The anionic polymer is preferably a sodium polymethacrylate.

The additional film-forming polymer(s) may be present in a solids content ranging from 0.1% to 60% by weight, preferably from 0.5% to 40% by weight and better still from 1% to 30% by weight relative to the total weight of the composition.

The composition according to the invention may comprise a plasticizer that promotes the formation of a film with the film-forming polymer. Such a plasticizer may be chosen from any of the compounds known to those skilled in the art as being capable of filling the desired function.

The additional film-forming polymer may be combined with one or more auxiliary film-forming agents. Such a film-forming agent may be chosen from any of the compounds known to those skilled in the art as being capable of filling the desired function, and may be chosen especially from plasticizers and coalescers.

The composition according to the invention may also comprise at least one fatty substance that is solid at room temperature, chosen especially from waxes and pasty fatty substances, and mixtures thereof. These fatty substances may be of animal, plant, mineral or synthetic origin.

The composition according to the invention may comprise at least one wax. For the purposes of the present invention, the term “wax” means a lipophilic compound, which is solid at room temperature (25° C.), which undergoes a reversible solid/liquid change of state, and which has a melting point of greater than or equal to 30° C., which may be up to 120° C.

The melting point of the wax may be measured using a differential scanning calorimeter (D.S.C.), for example the calorimeter sold under the name DSC 30 by the company Mettler.

The waxes may be hydrocarbon-based waxes, fluoro waxes and/or silicone waxes, and may be of plant, mineral, animal and/or synthetic origin. In particular, the waxes have a melting point of greater than 25° C. and better still greater than 45° C.

Hydrocarbon-based waxes such as beeswax, lanolin wax and Chinese insect waxes; rice wax, carnauba wax, candelilla wax, ouricury wax, esparto grass wax, cork fibre wax, sugar cane wax, Japan wax and sumach wax; montan wax, microcrystalline waxes, paraffins and ozokerite; polyethylene waxes, the waxes obtained by Fisher-Tropsch synthesis and waxy copolymers, and also esters thereof, may especially be used.
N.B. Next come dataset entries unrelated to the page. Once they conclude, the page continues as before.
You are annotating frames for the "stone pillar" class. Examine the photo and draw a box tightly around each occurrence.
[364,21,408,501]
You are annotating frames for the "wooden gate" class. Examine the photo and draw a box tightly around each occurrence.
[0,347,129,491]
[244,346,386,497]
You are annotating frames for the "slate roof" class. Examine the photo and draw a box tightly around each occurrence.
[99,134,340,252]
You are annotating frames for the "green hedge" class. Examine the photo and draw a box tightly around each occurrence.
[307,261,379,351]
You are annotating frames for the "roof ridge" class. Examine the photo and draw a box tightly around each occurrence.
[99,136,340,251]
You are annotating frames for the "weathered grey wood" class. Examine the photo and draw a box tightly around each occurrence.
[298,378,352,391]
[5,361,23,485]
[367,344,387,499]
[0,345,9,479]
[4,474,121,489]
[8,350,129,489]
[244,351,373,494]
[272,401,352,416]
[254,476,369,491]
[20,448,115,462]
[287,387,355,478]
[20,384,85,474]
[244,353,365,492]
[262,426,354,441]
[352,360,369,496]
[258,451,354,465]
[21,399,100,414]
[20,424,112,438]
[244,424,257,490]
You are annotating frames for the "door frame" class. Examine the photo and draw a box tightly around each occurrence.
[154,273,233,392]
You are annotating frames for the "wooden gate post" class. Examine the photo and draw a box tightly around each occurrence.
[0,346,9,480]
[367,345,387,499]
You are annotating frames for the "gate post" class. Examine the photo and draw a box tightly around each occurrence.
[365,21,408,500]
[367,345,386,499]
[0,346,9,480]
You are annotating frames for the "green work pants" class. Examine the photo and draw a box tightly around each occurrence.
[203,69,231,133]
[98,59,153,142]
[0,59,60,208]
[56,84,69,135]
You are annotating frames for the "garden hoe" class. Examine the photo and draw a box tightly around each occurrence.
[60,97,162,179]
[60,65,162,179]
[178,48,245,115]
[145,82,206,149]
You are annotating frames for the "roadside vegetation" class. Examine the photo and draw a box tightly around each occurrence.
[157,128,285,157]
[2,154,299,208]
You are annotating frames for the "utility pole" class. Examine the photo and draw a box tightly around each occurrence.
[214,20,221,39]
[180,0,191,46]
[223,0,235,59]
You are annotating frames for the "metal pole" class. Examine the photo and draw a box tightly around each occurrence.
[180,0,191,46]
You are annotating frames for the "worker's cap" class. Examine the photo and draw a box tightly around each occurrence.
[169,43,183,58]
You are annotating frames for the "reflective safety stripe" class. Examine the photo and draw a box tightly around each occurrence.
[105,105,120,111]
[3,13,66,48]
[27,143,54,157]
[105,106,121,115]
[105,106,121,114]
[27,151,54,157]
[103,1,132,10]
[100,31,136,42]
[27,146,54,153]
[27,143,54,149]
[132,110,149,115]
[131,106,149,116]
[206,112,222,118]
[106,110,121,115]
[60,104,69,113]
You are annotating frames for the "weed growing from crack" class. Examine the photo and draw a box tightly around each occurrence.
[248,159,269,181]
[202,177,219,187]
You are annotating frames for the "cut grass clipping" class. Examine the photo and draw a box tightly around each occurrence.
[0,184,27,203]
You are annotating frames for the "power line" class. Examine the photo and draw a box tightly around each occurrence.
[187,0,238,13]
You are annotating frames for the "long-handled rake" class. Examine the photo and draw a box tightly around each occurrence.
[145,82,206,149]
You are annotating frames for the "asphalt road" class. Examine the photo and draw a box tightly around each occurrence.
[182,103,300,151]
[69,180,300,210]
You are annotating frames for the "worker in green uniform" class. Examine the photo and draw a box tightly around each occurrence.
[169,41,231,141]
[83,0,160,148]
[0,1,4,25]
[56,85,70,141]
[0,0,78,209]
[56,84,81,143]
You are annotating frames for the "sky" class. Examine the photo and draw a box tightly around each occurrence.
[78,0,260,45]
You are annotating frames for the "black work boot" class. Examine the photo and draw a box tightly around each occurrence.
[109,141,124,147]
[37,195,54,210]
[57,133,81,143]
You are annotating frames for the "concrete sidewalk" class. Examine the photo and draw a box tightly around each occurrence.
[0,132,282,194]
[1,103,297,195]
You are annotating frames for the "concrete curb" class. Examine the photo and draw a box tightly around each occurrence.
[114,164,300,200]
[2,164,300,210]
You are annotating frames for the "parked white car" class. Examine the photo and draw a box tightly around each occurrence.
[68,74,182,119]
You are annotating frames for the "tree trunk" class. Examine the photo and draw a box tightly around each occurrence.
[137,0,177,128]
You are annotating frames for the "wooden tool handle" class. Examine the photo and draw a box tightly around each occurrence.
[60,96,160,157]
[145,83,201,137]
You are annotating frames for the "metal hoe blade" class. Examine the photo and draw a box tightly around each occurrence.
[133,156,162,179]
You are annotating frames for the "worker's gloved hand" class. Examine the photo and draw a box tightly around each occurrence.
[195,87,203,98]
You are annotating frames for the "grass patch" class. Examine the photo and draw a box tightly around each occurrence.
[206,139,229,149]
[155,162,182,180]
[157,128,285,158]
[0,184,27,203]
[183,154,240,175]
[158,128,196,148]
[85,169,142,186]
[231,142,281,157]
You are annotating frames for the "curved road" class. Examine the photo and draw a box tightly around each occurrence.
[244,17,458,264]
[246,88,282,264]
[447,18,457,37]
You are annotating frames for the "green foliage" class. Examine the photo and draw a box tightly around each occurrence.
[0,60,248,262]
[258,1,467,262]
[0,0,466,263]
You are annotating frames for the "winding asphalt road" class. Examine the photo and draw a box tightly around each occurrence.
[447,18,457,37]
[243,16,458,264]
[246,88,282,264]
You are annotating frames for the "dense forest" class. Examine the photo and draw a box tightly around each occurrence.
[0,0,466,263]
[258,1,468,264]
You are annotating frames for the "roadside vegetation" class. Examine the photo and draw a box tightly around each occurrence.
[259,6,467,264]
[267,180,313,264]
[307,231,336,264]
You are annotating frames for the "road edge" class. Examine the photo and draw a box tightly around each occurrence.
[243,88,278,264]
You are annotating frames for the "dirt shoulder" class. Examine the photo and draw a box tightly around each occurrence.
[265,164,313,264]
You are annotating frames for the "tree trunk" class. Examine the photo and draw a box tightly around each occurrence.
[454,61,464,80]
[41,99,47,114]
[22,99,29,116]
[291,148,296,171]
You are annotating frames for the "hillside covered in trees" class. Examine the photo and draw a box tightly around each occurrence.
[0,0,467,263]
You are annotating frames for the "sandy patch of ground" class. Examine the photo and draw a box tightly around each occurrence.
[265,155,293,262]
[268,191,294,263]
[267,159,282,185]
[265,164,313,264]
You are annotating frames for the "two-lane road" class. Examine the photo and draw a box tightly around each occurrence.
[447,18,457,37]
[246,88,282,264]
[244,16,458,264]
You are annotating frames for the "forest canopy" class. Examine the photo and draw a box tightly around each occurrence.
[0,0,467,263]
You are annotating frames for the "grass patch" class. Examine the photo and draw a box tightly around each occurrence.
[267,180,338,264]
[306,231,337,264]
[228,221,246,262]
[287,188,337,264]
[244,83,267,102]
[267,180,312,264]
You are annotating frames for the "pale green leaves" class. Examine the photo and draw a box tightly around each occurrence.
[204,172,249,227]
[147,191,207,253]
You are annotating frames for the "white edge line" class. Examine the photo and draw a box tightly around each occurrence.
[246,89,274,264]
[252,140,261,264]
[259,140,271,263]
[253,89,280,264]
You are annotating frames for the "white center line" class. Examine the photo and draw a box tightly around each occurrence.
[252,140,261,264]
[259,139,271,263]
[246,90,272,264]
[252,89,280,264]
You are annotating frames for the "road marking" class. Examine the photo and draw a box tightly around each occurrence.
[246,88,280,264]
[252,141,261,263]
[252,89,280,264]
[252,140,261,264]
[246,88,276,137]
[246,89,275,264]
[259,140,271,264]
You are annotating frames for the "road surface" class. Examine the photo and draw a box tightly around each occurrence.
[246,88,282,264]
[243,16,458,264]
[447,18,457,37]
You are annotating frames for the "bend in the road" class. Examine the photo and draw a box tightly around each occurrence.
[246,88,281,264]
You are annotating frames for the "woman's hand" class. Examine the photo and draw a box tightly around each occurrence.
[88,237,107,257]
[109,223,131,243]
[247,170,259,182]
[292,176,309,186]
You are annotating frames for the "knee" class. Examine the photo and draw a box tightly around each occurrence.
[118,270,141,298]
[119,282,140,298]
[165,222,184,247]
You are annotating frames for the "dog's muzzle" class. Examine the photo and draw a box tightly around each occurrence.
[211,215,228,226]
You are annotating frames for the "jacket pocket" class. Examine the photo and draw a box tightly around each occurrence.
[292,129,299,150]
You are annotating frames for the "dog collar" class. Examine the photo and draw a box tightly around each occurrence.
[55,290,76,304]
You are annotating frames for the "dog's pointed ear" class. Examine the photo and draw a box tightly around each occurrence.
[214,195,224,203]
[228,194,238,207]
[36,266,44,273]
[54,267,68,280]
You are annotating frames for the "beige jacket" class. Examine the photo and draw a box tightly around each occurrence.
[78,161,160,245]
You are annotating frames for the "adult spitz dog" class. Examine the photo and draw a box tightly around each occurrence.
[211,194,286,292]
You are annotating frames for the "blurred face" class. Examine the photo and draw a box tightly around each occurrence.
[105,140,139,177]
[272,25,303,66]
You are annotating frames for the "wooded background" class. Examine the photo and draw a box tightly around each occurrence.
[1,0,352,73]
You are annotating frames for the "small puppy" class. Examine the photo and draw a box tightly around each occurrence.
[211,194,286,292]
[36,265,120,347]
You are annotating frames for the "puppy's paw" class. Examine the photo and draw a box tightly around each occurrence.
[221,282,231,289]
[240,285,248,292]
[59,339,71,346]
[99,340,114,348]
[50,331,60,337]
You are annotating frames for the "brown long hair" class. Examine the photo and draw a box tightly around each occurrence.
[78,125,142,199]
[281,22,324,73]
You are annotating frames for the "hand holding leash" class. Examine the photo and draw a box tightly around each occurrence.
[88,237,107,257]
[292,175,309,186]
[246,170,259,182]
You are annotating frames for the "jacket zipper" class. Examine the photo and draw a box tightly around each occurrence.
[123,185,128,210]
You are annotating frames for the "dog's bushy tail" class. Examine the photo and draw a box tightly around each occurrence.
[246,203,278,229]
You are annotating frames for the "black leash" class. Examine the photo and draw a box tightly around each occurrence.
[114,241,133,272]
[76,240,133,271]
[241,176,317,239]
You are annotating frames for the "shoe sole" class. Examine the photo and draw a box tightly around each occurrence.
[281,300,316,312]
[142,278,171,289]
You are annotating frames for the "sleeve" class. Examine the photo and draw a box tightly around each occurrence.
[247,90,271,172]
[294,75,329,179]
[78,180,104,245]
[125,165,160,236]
Mention may also be made of waxes obtained by catalytic hydrogenation of animal or plant oils containing linear or branched C8-C32 fatty chains.

Among these waxes that may especially be mentioned are hydrogenated jojoba oil, isomerized jojoba oil such as the trans-isomerized partially hydrogenated jojoba oil manufactured or sold by the company Desert Whale under the commercial reference Iso-Jojoba-50®, hydrogenated sunflower oil, hydrogenated castor oil, hydrogenated coconut oil, hydrogenated lanolin oil and bis(1,1,1-trimethylolpropane) tetrastearate sold under the name “Hest 2T-4S” by the company Heterene, bis(1,1,1-trimethylolpropane) tetrabehenate sold under the name Hest 2T-4B by the company Heterene.

Mention may also be made of silicone waxes, for instance alkyl or alkoxy dimethicones containing from 16 to 45 carbon atoms, and fluoro waxes.

The waxes obtained by hydrogenation of olive oil esterified with stearyl alcohol, sold under the name “Phytowax Olive 18 L57” or else the waxes obtained by hydrogenation of castor oil esterified with cetyl alcohol sold under the names “Phytowax ricin 16L64 and 22L73” by the company Sophim may also be used. Such waxes are described in patent application FR-A-2 792 190.

According to one particular embodiment, the compositions according to the invention may comprise at least one “tacky” wax, i.e. a wax with a tack of greater than or equal to 0.7 N.s and a hardness of less than or equal to 3.5 MPa.

Using a tacky wax may especially make it possible to obtain a cosmetic composition that applies easily to keratin fibres, attaches well to the keratin fibres and leads to the formation of a smooth, uniform and thickening makeup result.

The tacky wax used may especially have a tack ranging from 0.7 N.s to 30 N.s, in particular greater than or equal to 1 N.s. especially ranging from 1 N.s to 20 N.s, in particular greater than or equal to 2 N.s, especially ranging from 2 N.s to 10 N.s and in particular ranging from 2 N.s to 5 N.s.

The tack of the wax is determined by measuring the change in force (compression force or stretching force) as a function of time, at 20° C., using the texturometer sold under the name “TA-21” by the company Rheo, equipped with a conical acrylic polymer spindle forming an angle of 45°.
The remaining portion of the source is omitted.